Yes, it tastes as good as it looks |
- 550 grams (1 lb 4 oz) of cooked and mashed pumpkin (cooled)
- 220 grams (8 oz) of basic gluten free cake flour (iIused Schar's cake & cookie flour - Mix C)
- 200 grams (7 oz) of sugar
- 125 grams (4.5 oz) of soft butter
- 4 eggs
- 125 grams (4.5 oz) of grated coconut and some extra for decoration
- 10 grams (0.25 oz) of cream of tartar
- 100 grams (3.5 oz) of dark chocolate
- Preheat the oven to 180 degrees centigrade or 350 degrees fahrenheit
- Cream the butter and the sugar in a big bowl until it's light and fluffy.
- Beat in the eggs and then add the flour, cream of tartar, gluten free flour & the coconut. When that's all combined add the pumpkin. Fold it in carfully so your batter won't lose the air you've beaten into it.

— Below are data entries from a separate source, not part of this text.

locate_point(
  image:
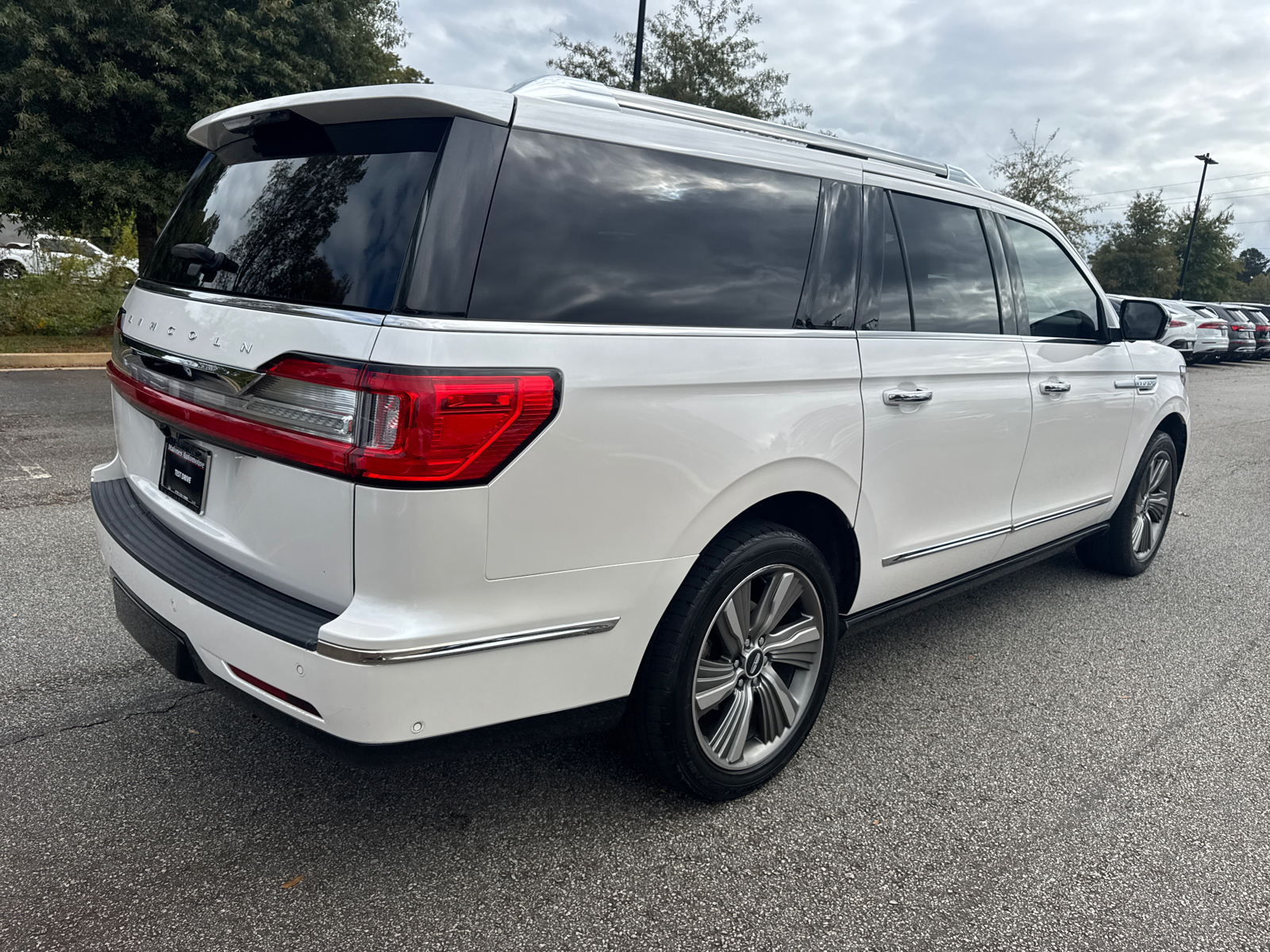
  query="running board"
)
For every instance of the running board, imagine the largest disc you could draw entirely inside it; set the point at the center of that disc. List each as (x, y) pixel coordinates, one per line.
(916, 601)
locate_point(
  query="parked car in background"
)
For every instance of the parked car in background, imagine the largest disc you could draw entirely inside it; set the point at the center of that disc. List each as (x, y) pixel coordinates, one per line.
(1241, 333)
(46, 253)
(1212, 336)
(1183, 325)
(1260, 317)
(649, 408)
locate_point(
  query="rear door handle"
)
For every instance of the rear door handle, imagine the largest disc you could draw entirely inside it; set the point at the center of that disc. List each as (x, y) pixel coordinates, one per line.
(901, 397)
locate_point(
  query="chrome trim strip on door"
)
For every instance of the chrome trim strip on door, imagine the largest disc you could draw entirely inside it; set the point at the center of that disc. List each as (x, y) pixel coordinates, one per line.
(954, 543)
(446, 649)
(327, 314)
(1060, 514)
(979, 537)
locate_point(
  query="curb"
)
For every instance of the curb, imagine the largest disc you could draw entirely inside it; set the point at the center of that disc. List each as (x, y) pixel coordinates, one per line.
(80, 359)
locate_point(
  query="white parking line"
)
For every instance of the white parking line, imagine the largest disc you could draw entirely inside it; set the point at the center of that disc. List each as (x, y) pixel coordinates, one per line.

- Butter a cake tray and pour in the batter.
- Place it in the middle of the oven & let it bake for about 40-45 minutes, until your house smells heavenly and the cake is risen and golden.
- Take it out of the oven and let it cool for about 10 minutes before you gently take it out of the tray. Place it on a wire rack and let it cool completely.
- Melt the chocolate (chunks) in a bowl that you place on a pan with softly boiling water. Make sure the water does not touch the bowl. When it's completely melted pour it over your cake & sprinkle it with coconut. Leave it till it's completely cooled & serve with tea!